Casamento Sangrento (2019)

Escrita por Filipe Manuel Neto em 12 dezembro 2023

A maldade do dinheiro, uma carnificina brutal e um casamento por amor num filme de altos e baixos.

Quantas vezes nós, comuns contribuintes, não pensamos no hipotético lado sombrio que nos agradaria existir naquelas famílias ricas do meio empresarial, da política e das artes? Para muitas pessoas, a inveja é algo muito natural. Outras, como eu, preocupam-se mais com a origem lícita das fortunas do que com qualquer outra questão (o que me importa é que os ricos ganhem honestamente o seu dinheiro, o resto sinto que não me diz respeito) e outras pensam que, sendo o dinheiro algo tão terreno e eventualmente maléfico, todas as grandes fortunas têm alguma dose de perversidade. Ao contrário de pessoas como eu, que encaro o dinheiro como uma ferramenta que pode ser bem ou mal usada, há imensa gente que associa ao dinheiro essa carga malévola.

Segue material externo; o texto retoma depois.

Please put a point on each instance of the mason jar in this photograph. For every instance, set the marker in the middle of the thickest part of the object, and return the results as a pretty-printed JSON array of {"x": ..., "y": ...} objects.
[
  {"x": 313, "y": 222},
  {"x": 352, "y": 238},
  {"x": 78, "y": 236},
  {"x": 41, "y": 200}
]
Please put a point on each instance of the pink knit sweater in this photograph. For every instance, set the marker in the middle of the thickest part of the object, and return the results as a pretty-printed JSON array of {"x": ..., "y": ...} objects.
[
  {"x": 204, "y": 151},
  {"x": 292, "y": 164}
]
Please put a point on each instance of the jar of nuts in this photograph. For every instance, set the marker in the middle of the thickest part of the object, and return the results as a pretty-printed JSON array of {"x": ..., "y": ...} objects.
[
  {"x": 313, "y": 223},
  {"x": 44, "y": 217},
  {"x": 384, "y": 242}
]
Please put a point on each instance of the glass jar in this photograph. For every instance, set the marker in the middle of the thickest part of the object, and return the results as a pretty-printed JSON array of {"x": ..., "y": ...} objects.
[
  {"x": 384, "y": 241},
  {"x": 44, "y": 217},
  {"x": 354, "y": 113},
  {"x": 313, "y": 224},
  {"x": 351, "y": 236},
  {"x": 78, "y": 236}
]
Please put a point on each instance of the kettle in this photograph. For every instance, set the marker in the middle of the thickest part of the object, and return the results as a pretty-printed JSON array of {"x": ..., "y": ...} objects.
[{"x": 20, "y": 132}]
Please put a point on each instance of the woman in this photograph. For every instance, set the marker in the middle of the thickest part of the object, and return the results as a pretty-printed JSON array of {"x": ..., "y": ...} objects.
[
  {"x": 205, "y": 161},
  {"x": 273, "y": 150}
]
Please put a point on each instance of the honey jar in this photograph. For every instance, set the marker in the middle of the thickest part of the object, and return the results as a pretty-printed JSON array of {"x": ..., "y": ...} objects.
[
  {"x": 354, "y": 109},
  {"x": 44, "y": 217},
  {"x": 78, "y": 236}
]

Este filme começa por aí e cria em torno de uma família abastada toda uma história de satanismo, carnificina e ausência de escrúpulos. Tudo se passa no dia do casamento que o filho primogénito do patriarca resolveu à revelia da família. A jovem noiva, para que a família a aceite, terá de jogar um misterioso jogo tradicional que todos eles têm de jogar num dado momento. Um ritual de iniciação maluco numa sala de caça cheia de armas e de animais embalsamados. O que se segue é a previsível carnificina. E eu digo que isto é previsível porque o filme é estupidamente fácil de adivinhar, sendo esse o ponto fraco de todo o enredo. Como filme de terror, só funcionará para os que tiverem estômago fraco para cenas sangrentas: sim, o filme tem bastante gore, mas já vi coisas piores.

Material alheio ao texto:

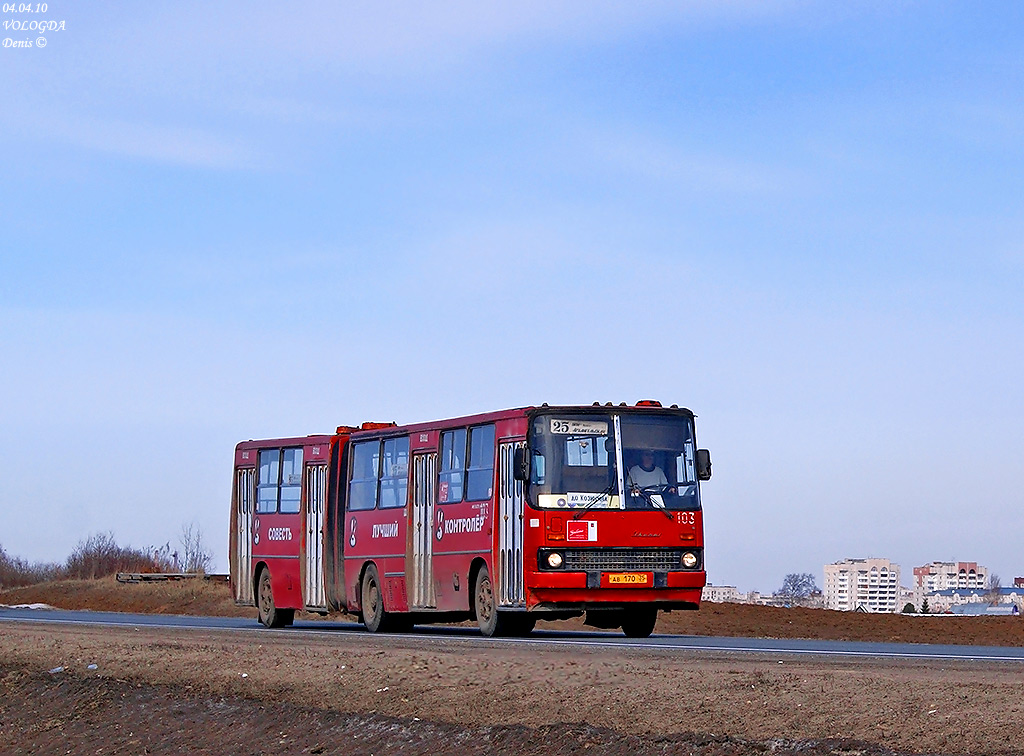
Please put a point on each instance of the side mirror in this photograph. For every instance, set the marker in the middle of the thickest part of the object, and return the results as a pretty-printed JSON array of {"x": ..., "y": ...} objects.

Tecnicamente, o filme tem os seus altos e baixos. Aproveitando muito bem os locais que a produção conseguiu para filmar no Canadá, incluindo uma mansão-museu famosa, os cenários e figurinos são excelentes e dignos de uma produção bastante mais cara. Não é um filme de baixo orçamento, nota-se que a produtora investiu no projecto, mas não me parece que seja propriamente a primeira aposta para uma temporada de cinema: efeitos visuais e sonoros convincentes e eficazes ajudam bastante e a edição foi bem executada. A banda sonora tem os seus momentos espirituosos, mas em contraste a cinematografia é excessivamente tremida e, ocasionalmente, mal enquadrada.

Com apostas tão aparentemente pesadas, foi uma pena sentir que a produção foi buscar um elenco de terceiro escalão para o projecto. Os protagonistas não são maus, mas falta-lhes a experiência de projectos de primeira água com colegas mais calejados: Samara Weaving fez uma personagem secundária em “Três Cartazes…”, Mark O’Brian foi fazer outra em “Arrival” e Adam Brody participou em “Sr. e Sra. Smith”, mas é só. São actores a competir pelo seu espaço ao sol, um desejo lícito, mas sem experiência e ainda um pouco crus. Em abono da verdade, o filme também não lhes dá personagens desafiantes ou situações complexas. A melhor actriz aqui é Andie MacDowell, mas está longe de mostrar as qualidades que vimos nos seus trabalhos mais antigos. O canadiano Henry Czerny faz o que pode e é notável, mas não pode salvar o filme sozinho.